There was a time in the olden days when designers used to be considered artists rather than creatives sitting with their laptops in cafés whose lives are centered around finding solutions. I do not aim to provide design "solutions" but rather continue the Evolution of the creative process.

Whether you're designing a poster, magazine, website, album cover or, God forbid, an annual report, the intention of the designer is to produce some aesthetic, something beautiful and hopefully something that simply makes people feel good. Of course, this is some sort of problem in itself but it is not the main objective.

Design is NOT about problem solving! The role of a graphic designer is to add worth to something. Adding worth to something might well be seen as a problem to be solved. However, so is crossing the road and not getting hit by a bus, but it is not the reason for crossing the road!

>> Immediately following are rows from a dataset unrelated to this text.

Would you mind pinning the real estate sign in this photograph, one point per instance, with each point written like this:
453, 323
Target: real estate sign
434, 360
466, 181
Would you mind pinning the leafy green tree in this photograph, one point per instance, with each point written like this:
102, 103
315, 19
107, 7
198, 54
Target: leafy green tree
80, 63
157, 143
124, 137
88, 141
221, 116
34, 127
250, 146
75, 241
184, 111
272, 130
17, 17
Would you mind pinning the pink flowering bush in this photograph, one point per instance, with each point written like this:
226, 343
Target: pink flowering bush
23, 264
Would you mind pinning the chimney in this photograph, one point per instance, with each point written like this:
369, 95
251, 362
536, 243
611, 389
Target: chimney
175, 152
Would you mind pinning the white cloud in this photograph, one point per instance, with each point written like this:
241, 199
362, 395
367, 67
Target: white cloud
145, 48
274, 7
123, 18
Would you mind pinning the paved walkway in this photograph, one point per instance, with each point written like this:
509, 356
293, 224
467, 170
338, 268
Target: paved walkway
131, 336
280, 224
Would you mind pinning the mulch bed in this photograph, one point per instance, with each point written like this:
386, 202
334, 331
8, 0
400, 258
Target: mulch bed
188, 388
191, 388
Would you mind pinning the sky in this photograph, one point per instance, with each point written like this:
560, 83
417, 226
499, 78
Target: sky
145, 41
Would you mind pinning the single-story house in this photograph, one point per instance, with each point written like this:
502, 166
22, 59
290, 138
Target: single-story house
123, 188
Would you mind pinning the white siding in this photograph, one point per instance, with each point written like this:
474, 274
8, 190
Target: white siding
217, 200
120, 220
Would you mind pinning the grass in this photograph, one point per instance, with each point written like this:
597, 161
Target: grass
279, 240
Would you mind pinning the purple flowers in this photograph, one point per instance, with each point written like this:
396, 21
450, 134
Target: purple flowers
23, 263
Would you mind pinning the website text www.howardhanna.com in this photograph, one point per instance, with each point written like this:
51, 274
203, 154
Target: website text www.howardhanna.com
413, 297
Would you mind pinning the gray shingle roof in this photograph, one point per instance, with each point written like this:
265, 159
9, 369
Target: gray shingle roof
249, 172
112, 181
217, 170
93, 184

Designers are not mathematicians. This is the age-old argument between science and art that we're talking about here. As William Blake said of Newton, "Art is the tree of life. Science is the tree of death."

Every piece of design that inspires me does so because of its beauty and because of the enduring combination of type and image. I have never once looked at a piece of graphic design and thought, "That is a great solution to a problem." Perhaps that is my own problem and the reason why I sometimes feel marginalized as a designer, always on the outside looking in.

I often receive emails from student designers whose instructors seem to be alienating them with the narrow-minded view that design has to be an answer to a specific problem. This is the problem with modern design, which will become more apparent when we reflect back on it in twenty or thirty years’ time.

I taught art and design in England for four years and would never criticize a student for doing something that they truly believed in. It doesn't matter whether the student's work fits into the modern doctrine or checks all the boxes that the school has to tick. What matters is that designers are true to themselves and the work that they produce speaks to their soul in some way. It's time to wise up!